The sister-in-law of Alessandro Impagnatiello, wife of the brother of the former bartender who killed his seven-months-pregnant girlfriend Giulia Tramontano in May 2023, has been ordered by the Civil Court of Milan to pay approximately €25,000 in compensation to the victim's family. A couple of months after the crime, Impagnatiello's sister-in-law was the one who sold and registered the car he killed himself in, in an attempt to make him appear penniless and thus avoid paying compensation to the victim's family. The news was first reported online by Corriere della Sera.

Impagnatiello's move to sell the car to his sister-in-law was, according to the court, intended to "reduce the former bartender's assets" and make him appear penniless , also with a view to compensation in the murder trial, in which he was sentenced to life imprisonment in the first and second instance. Judge Francesco Pipicelli sided with Tramontano's family, represented by lawyers Rosario Santella and Giovanni Cacciapuoti, who argued that the car had been sold to Impagnatiello's sister-in-law solely with the aim of "removing the aforementioned asset from the creditors' claims of Giulia Tramontano's family." The femicide had hidden and transported the young woman's body in that car.

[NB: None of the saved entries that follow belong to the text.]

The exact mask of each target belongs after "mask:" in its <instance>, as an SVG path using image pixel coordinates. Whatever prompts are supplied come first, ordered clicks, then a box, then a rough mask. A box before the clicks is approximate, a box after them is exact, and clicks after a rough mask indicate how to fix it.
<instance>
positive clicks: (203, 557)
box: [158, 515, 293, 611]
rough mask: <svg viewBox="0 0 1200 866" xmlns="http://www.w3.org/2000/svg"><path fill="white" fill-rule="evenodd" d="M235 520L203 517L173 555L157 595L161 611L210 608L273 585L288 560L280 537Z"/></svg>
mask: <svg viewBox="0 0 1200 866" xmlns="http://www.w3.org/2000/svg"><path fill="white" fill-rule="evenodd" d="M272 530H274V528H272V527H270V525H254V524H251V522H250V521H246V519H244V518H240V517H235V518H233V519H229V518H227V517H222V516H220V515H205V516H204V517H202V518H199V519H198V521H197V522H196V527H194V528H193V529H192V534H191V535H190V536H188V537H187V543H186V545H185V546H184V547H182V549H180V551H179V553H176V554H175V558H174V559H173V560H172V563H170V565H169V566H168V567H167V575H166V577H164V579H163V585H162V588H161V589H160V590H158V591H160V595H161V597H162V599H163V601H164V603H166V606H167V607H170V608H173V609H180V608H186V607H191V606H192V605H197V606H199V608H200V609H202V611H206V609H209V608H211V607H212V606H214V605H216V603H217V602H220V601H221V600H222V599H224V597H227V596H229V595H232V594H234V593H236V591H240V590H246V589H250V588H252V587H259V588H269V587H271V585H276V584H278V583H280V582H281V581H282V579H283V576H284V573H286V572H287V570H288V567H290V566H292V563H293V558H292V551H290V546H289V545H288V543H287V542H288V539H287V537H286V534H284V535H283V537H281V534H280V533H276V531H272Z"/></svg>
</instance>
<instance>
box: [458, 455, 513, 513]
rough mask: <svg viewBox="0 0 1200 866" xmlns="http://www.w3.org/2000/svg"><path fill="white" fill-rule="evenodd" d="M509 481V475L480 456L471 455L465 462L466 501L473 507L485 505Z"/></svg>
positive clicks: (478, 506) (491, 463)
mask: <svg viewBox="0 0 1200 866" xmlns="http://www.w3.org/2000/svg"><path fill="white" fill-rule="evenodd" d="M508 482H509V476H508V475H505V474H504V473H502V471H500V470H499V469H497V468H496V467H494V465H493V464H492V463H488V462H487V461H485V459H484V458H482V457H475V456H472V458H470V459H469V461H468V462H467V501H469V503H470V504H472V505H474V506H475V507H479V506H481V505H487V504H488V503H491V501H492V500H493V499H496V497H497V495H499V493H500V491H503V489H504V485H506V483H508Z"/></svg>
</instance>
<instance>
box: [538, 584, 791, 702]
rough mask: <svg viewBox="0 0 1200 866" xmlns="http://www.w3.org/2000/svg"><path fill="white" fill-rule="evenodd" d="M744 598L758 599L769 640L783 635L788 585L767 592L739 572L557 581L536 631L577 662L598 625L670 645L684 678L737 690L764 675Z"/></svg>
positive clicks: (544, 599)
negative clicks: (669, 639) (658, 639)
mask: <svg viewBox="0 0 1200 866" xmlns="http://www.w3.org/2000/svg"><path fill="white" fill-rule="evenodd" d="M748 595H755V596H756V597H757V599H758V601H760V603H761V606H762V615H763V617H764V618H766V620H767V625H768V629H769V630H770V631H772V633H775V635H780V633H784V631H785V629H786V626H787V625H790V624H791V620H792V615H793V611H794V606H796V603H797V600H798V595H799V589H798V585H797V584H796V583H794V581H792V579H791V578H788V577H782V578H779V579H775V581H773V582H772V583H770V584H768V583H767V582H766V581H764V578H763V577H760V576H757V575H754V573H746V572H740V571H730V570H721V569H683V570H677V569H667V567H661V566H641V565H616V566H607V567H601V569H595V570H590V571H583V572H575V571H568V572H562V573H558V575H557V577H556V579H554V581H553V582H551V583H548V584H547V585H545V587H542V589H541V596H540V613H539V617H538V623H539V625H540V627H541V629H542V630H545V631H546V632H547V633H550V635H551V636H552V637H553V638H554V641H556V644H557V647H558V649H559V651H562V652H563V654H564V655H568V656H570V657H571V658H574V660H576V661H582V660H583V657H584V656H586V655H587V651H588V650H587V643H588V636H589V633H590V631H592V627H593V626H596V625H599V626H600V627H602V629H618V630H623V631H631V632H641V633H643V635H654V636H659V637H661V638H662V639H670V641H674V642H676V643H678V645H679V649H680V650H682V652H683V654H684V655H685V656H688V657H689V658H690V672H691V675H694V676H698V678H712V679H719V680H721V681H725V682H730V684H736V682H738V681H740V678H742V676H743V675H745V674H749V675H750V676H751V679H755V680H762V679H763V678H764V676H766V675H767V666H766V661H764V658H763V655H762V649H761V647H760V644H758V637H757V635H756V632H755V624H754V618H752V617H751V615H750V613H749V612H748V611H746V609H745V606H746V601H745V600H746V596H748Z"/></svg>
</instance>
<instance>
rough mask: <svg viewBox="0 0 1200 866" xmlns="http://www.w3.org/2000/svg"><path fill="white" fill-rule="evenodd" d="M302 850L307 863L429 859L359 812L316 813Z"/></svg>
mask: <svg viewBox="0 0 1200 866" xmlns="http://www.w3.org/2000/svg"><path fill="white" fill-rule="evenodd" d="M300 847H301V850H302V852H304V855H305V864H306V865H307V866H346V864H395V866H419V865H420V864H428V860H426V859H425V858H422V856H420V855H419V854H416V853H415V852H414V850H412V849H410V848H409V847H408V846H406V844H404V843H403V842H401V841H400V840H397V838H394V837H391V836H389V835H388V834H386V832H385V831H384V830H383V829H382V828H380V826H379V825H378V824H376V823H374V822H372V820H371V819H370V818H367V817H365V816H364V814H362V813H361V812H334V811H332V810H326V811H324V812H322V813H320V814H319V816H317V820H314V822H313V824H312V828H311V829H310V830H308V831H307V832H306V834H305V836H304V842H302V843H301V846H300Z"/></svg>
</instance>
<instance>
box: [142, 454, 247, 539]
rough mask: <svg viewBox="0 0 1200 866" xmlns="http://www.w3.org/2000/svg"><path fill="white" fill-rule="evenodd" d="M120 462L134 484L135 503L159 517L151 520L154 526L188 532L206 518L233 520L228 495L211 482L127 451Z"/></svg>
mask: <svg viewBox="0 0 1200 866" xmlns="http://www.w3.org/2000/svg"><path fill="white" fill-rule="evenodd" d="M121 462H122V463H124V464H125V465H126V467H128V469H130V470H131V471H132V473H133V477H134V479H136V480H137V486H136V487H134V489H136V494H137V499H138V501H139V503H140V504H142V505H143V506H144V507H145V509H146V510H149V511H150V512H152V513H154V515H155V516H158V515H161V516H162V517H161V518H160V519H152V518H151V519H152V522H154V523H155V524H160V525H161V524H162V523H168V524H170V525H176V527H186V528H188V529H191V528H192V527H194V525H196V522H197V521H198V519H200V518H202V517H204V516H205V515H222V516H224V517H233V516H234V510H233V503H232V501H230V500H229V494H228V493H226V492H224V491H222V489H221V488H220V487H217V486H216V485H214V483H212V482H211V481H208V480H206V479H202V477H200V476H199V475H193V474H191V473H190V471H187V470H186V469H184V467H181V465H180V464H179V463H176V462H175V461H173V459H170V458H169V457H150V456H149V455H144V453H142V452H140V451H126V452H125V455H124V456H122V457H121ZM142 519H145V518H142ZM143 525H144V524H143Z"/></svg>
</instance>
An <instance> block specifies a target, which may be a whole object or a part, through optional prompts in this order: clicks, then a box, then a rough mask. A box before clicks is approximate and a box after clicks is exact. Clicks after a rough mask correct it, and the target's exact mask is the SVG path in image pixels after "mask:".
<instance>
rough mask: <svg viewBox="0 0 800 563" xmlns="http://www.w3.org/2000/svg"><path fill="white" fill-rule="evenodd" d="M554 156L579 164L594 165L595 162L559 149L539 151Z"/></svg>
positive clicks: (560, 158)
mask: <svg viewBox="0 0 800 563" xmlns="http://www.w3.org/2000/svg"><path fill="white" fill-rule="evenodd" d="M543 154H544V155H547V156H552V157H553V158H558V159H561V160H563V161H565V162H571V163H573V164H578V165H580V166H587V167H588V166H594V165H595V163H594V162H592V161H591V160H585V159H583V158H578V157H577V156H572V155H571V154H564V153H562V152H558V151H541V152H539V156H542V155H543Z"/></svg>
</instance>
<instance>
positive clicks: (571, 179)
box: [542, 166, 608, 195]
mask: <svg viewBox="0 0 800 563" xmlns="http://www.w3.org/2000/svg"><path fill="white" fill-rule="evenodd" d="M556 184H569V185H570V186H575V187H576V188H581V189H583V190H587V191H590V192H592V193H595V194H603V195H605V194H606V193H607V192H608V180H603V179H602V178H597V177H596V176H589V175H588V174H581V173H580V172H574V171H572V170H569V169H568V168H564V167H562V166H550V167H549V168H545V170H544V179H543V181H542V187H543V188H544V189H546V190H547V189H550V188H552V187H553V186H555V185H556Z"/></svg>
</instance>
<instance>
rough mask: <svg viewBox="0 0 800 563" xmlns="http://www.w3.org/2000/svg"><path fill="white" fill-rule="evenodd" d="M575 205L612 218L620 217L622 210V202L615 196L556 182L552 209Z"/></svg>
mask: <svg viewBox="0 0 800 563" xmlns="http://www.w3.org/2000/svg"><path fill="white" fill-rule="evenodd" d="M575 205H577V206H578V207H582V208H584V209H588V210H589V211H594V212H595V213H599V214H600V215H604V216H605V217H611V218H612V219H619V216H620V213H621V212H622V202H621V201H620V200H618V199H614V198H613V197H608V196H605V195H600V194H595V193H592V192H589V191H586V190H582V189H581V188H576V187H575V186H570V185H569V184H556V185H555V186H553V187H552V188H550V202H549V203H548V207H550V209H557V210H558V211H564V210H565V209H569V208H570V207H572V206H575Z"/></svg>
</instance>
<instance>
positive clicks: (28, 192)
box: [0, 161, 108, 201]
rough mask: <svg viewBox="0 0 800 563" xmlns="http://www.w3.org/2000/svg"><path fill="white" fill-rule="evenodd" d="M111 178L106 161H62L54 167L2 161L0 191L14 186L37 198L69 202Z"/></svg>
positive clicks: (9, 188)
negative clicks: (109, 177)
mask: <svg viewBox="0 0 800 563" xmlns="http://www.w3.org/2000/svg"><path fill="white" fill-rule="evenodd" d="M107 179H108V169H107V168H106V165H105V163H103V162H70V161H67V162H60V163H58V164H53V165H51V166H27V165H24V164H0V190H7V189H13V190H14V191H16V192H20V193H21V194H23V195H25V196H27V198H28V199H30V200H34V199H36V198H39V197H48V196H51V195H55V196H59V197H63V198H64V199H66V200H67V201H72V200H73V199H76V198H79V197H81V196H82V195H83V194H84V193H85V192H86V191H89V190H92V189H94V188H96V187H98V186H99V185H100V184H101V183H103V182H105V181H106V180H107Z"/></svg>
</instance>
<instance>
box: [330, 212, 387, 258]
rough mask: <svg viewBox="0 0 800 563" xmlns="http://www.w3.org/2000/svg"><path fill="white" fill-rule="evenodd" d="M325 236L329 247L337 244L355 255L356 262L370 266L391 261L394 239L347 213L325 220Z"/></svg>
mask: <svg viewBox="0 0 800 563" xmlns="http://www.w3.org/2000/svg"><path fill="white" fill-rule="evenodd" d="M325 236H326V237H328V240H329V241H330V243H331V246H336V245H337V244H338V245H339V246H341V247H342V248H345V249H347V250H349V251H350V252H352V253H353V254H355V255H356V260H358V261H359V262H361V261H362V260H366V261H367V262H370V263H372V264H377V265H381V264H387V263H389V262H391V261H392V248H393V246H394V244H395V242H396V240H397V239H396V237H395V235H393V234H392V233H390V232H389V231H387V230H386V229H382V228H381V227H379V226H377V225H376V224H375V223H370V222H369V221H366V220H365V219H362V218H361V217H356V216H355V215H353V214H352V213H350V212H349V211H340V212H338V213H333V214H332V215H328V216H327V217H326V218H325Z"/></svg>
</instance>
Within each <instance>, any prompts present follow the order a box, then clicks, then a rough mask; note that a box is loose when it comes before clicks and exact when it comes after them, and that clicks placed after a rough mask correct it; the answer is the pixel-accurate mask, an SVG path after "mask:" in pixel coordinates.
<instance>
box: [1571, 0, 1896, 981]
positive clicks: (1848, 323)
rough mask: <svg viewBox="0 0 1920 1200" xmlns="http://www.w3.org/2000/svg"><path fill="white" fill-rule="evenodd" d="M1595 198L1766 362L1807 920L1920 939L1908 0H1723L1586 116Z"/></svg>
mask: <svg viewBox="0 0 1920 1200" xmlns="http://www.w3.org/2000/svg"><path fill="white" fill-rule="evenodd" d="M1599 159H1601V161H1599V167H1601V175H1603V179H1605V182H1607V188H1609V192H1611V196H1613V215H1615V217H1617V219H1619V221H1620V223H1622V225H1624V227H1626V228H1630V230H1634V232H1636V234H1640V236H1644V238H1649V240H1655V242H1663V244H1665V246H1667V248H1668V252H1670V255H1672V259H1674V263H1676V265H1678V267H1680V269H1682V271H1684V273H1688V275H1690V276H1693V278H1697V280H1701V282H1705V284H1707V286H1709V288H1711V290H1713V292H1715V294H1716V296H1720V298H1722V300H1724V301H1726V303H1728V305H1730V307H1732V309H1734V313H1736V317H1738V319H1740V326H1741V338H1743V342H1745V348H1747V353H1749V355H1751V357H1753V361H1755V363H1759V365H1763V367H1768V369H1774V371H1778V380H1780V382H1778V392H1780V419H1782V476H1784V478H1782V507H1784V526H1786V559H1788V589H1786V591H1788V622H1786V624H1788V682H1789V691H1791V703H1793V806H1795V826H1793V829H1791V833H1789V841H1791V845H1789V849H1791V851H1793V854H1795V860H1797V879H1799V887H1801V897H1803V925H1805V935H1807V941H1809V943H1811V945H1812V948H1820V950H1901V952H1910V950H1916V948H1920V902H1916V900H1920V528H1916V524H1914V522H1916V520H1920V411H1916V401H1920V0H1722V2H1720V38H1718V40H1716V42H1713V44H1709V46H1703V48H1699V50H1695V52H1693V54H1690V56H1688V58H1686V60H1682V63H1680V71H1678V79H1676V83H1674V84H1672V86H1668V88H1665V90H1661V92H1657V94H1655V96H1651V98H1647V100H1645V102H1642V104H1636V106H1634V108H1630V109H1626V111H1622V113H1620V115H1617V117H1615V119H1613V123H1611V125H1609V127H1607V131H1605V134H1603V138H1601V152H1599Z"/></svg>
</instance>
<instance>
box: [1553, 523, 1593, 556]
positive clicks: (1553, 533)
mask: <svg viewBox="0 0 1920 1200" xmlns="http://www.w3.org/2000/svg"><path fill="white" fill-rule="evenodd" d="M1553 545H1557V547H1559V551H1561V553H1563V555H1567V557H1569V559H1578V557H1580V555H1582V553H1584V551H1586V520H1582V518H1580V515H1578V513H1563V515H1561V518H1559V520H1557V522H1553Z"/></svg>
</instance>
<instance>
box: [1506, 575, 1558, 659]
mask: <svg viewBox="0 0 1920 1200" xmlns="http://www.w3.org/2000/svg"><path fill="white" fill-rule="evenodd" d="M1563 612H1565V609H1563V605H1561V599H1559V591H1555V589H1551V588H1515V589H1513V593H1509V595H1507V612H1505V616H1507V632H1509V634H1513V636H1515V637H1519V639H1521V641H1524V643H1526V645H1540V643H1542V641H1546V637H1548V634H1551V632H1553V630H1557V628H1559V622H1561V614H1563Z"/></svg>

"Giulia's family was concerned that this car, in which the body had been hidden and transported, should no longer be driven freely, since it had not been seized by the Prosecutor's Office," explained Giovanni Cacciapuoti, lawyer representing Giulia Tramontano's family. Giulia's parents, brother, and sister, as the lawyer clarified, filed this "civil action to revoke the sale of the car"—with the first hearing held last November while the first-degree criminal trial for the murder was concluding—to prevent the car "from being driven freely, also because the Prosecutor's Office at the time had only ordered the seizure of the rear floorboard, where traces of blood had been found." Currently, there is no trace of that car because, as also shown in the civil case documents, Impagnatiello's sister-in-law and brother reported it stolen last October, even though the insurance company subsequently failed to cover the theft.